For all the word that they don't have in their language, we/they can invent them. Just like we do all the time: artificial intelligence, social network, skyscraper, surfboard, tuxedo, black hole, whatever...
It might also be possible that dolphins' language uses the same patterns as our language(s) and that an LLM that knows both can manage to translate between the two.
I suggest a bit more optimistic look on the world, especially on something that's pretty-much impossible to have any negative consequences for humanity.
Calm down. No need to be rude and condescending and throw personal insults.
If you had read this part --
"But that alone would tell us almost nothing of what dolphin dialogue means.
To understand their language we need shared experiences, shared emotions, common internal worlds. Observation of dolphin-dolphin interaction would help but to a limited degree."
it ought to have been clear that what I am arguing is a corpus of dolphin communication fed to an LLM alone will not suffice. A lot of investments have to be made in this part -- To understand their language we need shared experiences, shared emotions, common internal worlds.
I am sure both you and me would be very happy the day we can have some conversation with dolphins.

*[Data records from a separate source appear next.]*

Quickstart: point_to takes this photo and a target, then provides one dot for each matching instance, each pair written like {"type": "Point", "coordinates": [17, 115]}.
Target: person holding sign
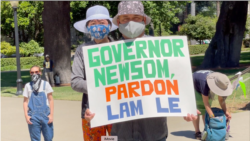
{"type": "Point", "coordinates": [206, 84]}
{"type": "Point", "coordinates": [131, 20]}
{"type": "Point", "coordinates": [98, 24]}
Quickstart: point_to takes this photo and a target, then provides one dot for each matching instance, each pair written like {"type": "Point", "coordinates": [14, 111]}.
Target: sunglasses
{"type": "Point", "coordinates": [34, 72]}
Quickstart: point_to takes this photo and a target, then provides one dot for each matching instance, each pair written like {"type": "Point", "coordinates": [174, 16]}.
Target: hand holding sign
{"type": "Point", "coordinates": [141, 78]}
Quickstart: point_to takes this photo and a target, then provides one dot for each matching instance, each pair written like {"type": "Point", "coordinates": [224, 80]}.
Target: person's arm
{"type": "Point", "coordinates": [51, 105]}
{"type": "Point", "coordinates": [224, 107]}
{"type": "Point", "coordinates": [25, 108]}
{"type": "Point", "coordinates": [207, 105]}
{"type": "Point", "coordinates": [78, 81]}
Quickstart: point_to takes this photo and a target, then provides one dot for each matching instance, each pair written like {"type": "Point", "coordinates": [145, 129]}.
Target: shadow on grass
{"type": "Point", "coordinates": [245, 58]}
{"type": "Point", "coordinates": [187, 134]}
{"type": "Point", "coordinates": [247, 107]}
{"type": "Point", "coordinates": [196, 61]}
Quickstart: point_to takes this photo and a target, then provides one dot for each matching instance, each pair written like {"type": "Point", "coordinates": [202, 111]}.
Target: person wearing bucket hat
{"type": "Point", "coordinates": [98, 23]}
{"type": "Point", "coordinates": [206, 84]}
{"type": "Point", "coordinates": [131, 20]}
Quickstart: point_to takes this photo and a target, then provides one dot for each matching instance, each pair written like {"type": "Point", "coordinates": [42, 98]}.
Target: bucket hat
{"type": "Point", "coordinates": [94, 12]}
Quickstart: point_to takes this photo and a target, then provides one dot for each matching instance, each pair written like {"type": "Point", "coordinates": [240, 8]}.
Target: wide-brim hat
{"type": "Point", "coordinates": [94, 13]}
{"type": "Point", "coordinates": [131, 7]}
{"type": "Point", "coordinates": [219, 84]}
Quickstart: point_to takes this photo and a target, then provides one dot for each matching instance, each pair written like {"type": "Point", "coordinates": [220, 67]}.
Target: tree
{"type": "Point", "coordinates": [225, 47]}
{"type": "Point", "coordinates": [217, 8]}
{"type": "Point", "coordinates": [7, 49]}
{"type": "Point", "coordinates": [198, 27]}
{"type": "Point", "coordinates": [29, 20]}
{"type": "Point", "coordinates": [56, 21]}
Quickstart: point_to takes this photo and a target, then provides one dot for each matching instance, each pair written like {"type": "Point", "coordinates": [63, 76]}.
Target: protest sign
{"type": "Point", "coordinates": [141, 78]}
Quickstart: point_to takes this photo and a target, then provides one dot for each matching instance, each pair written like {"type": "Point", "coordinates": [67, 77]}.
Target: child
{"type": "Point", "coordinates": [37, 99]}
{"type": "Point", "coordinates": [206, 84]}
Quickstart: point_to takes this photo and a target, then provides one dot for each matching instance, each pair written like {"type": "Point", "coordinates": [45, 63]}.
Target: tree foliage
{"type": "Point", "coordinates": [198, 27]}
{"type": "Point", "coordinates": [29, 20]}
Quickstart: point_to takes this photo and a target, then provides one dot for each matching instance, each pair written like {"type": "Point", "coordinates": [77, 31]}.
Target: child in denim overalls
{"type": "Point", "coordinates": [37, 99]}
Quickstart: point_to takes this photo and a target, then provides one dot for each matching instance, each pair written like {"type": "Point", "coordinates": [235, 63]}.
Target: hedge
{"type": "Point", "coordinates": [25, 61]}
{"type": "Point", "coordinates": [198, 49]}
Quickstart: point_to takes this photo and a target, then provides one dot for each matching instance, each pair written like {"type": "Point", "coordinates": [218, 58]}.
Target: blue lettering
{"type": "Point", "coordinates": [137, 109]}
{"type": "Point", "coordinates": [110, 116]}
{"type": "Point", "coordinates": [122, 110]}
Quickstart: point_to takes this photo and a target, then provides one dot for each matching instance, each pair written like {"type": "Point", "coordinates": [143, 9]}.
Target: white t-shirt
{"type": "Point", "coordinates": [27, 90]}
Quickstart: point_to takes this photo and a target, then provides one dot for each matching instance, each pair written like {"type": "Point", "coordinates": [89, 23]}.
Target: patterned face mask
{"type": "Point", "coordinates": [36, 79]}
{"type": "Point", "coordinates": [99, 31]}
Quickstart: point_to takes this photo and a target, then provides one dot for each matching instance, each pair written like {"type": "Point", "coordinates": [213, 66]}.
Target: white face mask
{"type": "Point", "coordinates": [132, 29]}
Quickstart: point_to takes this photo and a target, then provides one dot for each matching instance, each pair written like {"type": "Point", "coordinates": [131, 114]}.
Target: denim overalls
{"type": "Point", "coordinates": [39, 111]}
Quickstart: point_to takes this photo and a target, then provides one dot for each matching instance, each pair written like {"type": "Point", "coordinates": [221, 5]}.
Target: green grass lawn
{"type": "Point", "coordinates": [197, 60]}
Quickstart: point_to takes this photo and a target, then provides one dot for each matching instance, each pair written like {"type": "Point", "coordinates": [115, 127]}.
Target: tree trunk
{"type": "Point", "coordinates": [56, 22]}
{"type": "Point", "coordinates": [217, 8]}
{"type": "Point", "coordinates": [225, 47]}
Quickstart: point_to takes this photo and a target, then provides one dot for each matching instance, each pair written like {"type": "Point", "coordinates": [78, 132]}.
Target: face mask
{"type": "Point", "coordinates": [132, 29]}
{"type": "Point", "coordinates": [99, 31]}
{"type": "Point", "coordinates": [36, 79]}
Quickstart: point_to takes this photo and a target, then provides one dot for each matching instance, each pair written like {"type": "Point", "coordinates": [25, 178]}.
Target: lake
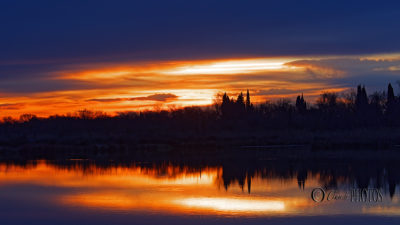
{"type": "Point", "coordinates": [253, 189]}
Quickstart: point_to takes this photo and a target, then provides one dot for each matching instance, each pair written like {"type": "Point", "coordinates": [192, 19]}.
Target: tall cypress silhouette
{"type": "Point", "coordinates": [390, 98]}
{"type": "Point", "coordinates": [248, 103]}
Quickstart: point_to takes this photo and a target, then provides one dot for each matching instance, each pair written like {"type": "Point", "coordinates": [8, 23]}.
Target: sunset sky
{"type": "Point", "coordinates": [59, 57]}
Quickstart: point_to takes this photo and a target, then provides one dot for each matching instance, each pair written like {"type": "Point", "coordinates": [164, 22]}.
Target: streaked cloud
{"type": "Point", "coordinates": [141, 85]}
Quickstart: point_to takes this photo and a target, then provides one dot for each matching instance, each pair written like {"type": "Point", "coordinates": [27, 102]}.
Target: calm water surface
{"type": "Point", "coordinates": [88, 192]}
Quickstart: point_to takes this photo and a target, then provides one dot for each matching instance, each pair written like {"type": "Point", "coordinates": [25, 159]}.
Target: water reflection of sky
{"type": "Point", "coordinates": [37, 189]}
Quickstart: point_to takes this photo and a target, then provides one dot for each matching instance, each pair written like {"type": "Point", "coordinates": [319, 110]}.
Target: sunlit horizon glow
{"type": "Point", "coordinates": [153, 85]}
{"type": "Point", "coordinates": [233, 204]}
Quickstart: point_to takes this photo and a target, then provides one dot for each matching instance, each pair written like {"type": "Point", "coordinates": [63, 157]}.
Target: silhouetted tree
{"type": "Point", "coordinates": [390, 96]}
{"type": "Point", "coordinates": [301, 105]}
{"type": "Point", "coordinates": [361, 99]}
{"type": "Point", "coordinates": [249, 106]}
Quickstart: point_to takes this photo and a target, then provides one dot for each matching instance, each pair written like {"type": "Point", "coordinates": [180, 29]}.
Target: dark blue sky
{"type": "Point", "coordinates": [93, 30]}
{"type": "Point", "coordinates": [58, 55]}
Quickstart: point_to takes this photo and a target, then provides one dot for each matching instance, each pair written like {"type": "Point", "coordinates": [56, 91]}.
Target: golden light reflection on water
{"type": "Point", "coordinates": [172, 189]}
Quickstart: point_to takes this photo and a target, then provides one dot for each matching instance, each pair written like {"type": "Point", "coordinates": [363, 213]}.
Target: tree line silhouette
{"type": "Point", "coordinates": [228, 117]}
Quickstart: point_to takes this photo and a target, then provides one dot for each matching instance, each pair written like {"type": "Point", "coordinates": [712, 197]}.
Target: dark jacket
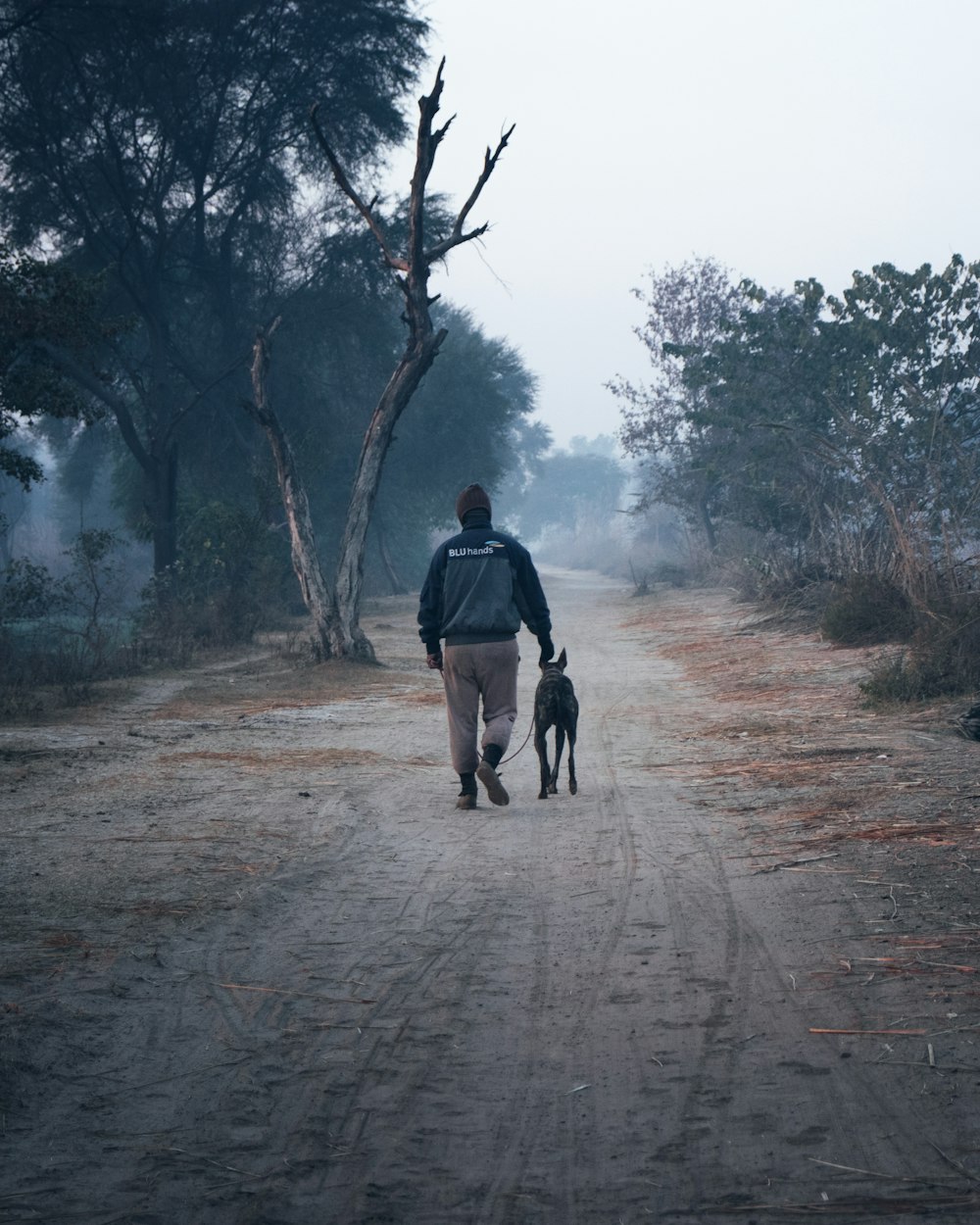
{"type": "Point", "coordinates": [481, 584]}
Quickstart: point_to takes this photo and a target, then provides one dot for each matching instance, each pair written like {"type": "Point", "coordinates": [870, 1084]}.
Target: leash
{"type": "Point", "coordinates": [504, 762]}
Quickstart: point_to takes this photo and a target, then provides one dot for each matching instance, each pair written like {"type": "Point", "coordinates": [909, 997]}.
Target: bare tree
{"type": "Point", "coordinates": [337, 615]}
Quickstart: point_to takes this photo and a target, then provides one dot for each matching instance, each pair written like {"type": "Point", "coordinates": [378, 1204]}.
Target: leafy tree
{"type": "Point", "coordinates": [167, 143]}
{"type": "Point", "coordinates": [40, 304]}
{"type": "Point", "coordinates": [336, 612]}
{"type": "Point", "coordinates": [687, 310]}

That's exactly the argument here. You do not think this is possible. I think it _might be_. You believe we cannot understand their language because we don't have "shared experiences" (etc). I believe we can. That's the disagreement. AI can learn/predict/invent new things. It already is inventing new materials, new protein structures, etc. We don't need to understand the exact mechanism 100% for it to be able to do it. Let's give it a shot.
There are tons of shared experiences and shared emotions. It's not like there's some hidden organism that we discovered are making noise from within the dark matter. These are animals in the oceans. Plenty of shared experiences and emotions. Dolphins have feelings. Anyway... let's agree to disagree. I fully support this project and am optimistic about its outcomes.
> You do not think this is possible.
Not at all.
I believe just throwing a corpus of dolphin-dolphin vocalizations at an LLM will fall very short.
I quote myself again -- 'But that alone would tell us almost nothing of what dolphin dialogue means".
Note the emphasis on the word alone.
What needs to happen is to build shared experiences, perhaps with a pod and incorporate that into the ML training process. If this succeeds this exercise of building shared experience will do heavier lifting than the LLM.
Had you spent less effort in coming up with insults and used the leftover processing bandwidth to understand my position it would have made for a nicer exchange. For restoring civility to our conversation I indeed do not hold high hopes.
> shared experiences and emotions
I suspect the experience of being a dolphin is stranger and more alien than we will ever know. This is a creature that employs its sense of sonar as part of how it understands the world, and has evolved with that sense. It will have concepts related to sonar and echolocation that we cannot grasp. We might be able to map a clumsy understanding of them, e.g. a dolphin cannot smell, it might be able to understand "my nose can taste the air", but is that the same? At least in humans with sensory deficiencies, there are parts of the brain that have evolved alongside the same senses that an unimpaired person has.
Maybe we could finagle an interspecies pidgin, but I wouldn't be surprised if we just fool ourselves for a while before we realize that dolphin language is just different. Even the word language brings along a set of rules and concepts that are almost certainly uniquely human.